Dead To You by Heather Wynter

Dead To You

Dead To You by Heather Wynter
English | 2020 | Mystery & Thriller | ePUB | 2.7 MB

After three years of trying to find the killer of her husband, Dana Lange refuses to give up. New information puts Dana, and her troubled private investigator Sean Callahan, in the middle of a revolution in Ecuador. Together they become embroiled in international intrigue and murder, sending them on a wild adventure through the streets of Quito, already torn apart by violent revolution. The closer Dana and Sean get to solving the murder the more their fates are increasingly endangered. Will courage and love prevail over corruption and murder? It’s a white-knuckle chase through culture, politics, and personal development as two people strive to be their best.
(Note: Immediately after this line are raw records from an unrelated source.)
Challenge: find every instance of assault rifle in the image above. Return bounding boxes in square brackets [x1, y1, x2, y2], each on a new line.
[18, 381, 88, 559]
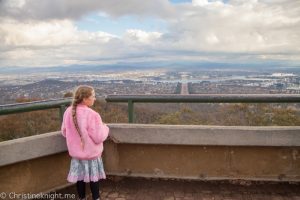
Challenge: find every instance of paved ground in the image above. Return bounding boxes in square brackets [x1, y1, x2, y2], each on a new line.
[56, 178, 300, 200]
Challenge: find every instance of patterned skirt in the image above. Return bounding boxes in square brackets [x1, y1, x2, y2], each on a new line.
[67, 157, 106, 183]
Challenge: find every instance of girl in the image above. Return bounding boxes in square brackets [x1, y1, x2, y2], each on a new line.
[61, 86, 109, 199]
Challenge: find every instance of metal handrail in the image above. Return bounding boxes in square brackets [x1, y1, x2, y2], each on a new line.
[0, 98, 72, 121]
[105, 94, 300, 123]
[0, 94, 300, 123]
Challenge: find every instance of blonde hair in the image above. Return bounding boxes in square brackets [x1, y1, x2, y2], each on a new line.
[72, 85, 94, 149]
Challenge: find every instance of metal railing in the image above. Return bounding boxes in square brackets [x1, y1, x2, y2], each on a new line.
[105, 94, 300, 123]
[0, 94, 300, 123]
[0, 98, 72, 121]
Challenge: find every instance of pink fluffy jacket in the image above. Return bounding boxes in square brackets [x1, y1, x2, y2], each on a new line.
[61, 104, 109, 160]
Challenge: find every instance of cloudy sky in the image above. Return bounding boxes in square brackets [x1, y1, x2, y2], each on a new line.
[0, 0, 300, 68]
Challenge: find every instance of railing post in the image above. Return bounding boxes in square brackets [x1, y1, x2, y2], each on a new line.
[59, 105, 66, 122]
[128, 100, 133, 123]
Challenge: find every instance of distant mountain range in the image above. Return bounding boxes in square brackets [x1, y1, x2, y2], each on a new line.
[0, 61, 300, 74]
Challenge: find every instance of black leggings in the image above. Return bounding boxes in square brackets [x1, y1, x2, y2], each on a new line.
[76, 181, 100, 199]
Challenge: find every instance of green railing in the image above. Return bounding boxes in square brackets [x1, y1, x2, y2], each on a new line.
[105, 94, 300, 123]
[0, 98, 72, 121]
[0, 94, 300, 123]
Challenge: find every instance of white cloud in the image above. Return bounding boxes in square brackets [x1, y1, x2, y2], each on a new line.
[0, 0, 300, 66]
[124, 29, 162, 44]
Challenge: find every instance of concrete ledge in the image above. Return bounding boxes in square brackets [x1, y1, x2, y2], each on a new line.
[0, 131, 67, 166]
[0, 124, 300, 166]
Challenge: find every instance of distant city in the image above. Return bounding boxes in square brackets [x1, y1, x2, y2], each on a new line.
[0, 69, 300, 104]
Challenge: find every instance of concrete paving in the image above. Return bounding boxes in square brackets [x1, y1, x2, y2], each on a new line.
[58, 178, 300, 200]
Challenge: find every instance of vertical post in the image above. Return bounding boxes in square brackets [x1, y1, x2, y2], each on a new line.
[59, 105, 66, 122]
[128, 100, 133, 123]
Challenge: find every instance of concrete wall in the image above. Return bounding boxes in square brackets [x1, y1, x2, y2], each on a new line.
[0, 124, 300, 193]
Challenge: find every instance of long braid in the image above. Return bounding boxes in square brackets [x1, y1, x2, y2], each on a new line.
[72, 100, 84, 149]
[72, 85, 94, 150]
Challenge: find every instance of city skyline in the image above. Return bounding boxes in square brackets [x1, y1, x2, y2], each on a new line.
[0, 0, 300, 69]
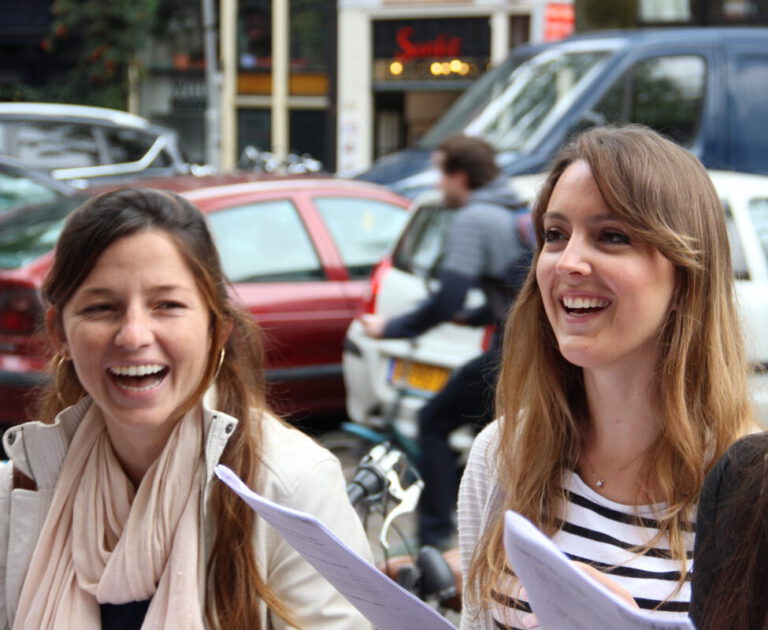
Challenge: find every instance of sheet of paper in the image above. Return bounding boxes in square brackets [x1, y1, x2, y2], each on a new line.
[216, 465, 456, 630]
[504, 510, 695, 630]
Morrison shrugged. “Actually, Daniel Spolter is his name … I’ll look into it, but I don’t think he’ll lead you anywhere.”

“And why is that?” Sean snapped.

Morrison leaned forward, his big, round body straining the chair beneath him. “Because we’re undermanned and overworked as it is, pal. You don’t need me to tell you how things are. Your Husband’s death was, what, three years ago? That’s a cold case, and we’ve got actual living people to protect and serve here. Second, if you two are right about the guy—”

“I saw it happen,” Greer said. “It’s the same man, same scar.”

“All right then,” Morrison said. “There you go—justice has been served. Go back to Colorado or wherever and forget about New York.” Reading Greer’s shocked, indignant expression, he went on, “He’s dead, and your husband’s been avenged. Be happy.”

“But we have every reason to think there are other people involved,” she said.

“All the more reason to drop it,” Morrison answered. “If there are others involved, then they’re bad people, and you don’t want them to involve themselves with you. Look what they did to your husband.”

“Then think of what they could be doing to other people,” Sean said, “the living people you’re sworn to serve and protect.”

“Don’t get snippy with me,” Morrison said. “I don’t need some private dick coming here and telling me how to do my job. So unless you two would like to spend some time behind bars while I work out manslaughter charges—”

“Manslaughter?” Greer asked.

“Your friend here threw the kid in front of the bus … to impress you … for obvious reasons.”

Greer looked him up and down, disgust rising hot in her blood. “What kind of cop are you?”

“You don’t wanna know, lady.”

A mean silence passed while Greer and Morrison stared each other down. Sean finally said, “All right, Greer, let’s get outta here.”

“But Sean, I—”

“Let’s not waste any more of the detective’s time.” Sean held her gaze, a tense silence between them. She realized that if a man as contentious and ready to fight as Sean was backing down, then backing down might be the right thing to do. And getting smashed in the face in a blind alley was a good reminder that she was getting too ready to charge into territory she didn’t entirely understand, and how dangerous that practice could be.

“Okay, all right,” Greer said, standing up from the little chair. Sean did the same. The detective didn’t even bother standing up. “Thanks for your time and trouble,” she added.

Morrison nodded. “Enjoy the rest of your stay in New York.”

Greer walked with Sean out onto the streets of the lower east side. Cars rolled by, and pedestrians walked past them in both directions, oblivious to their surroundings. Nobody cares, she thought. Not about anything or anyone.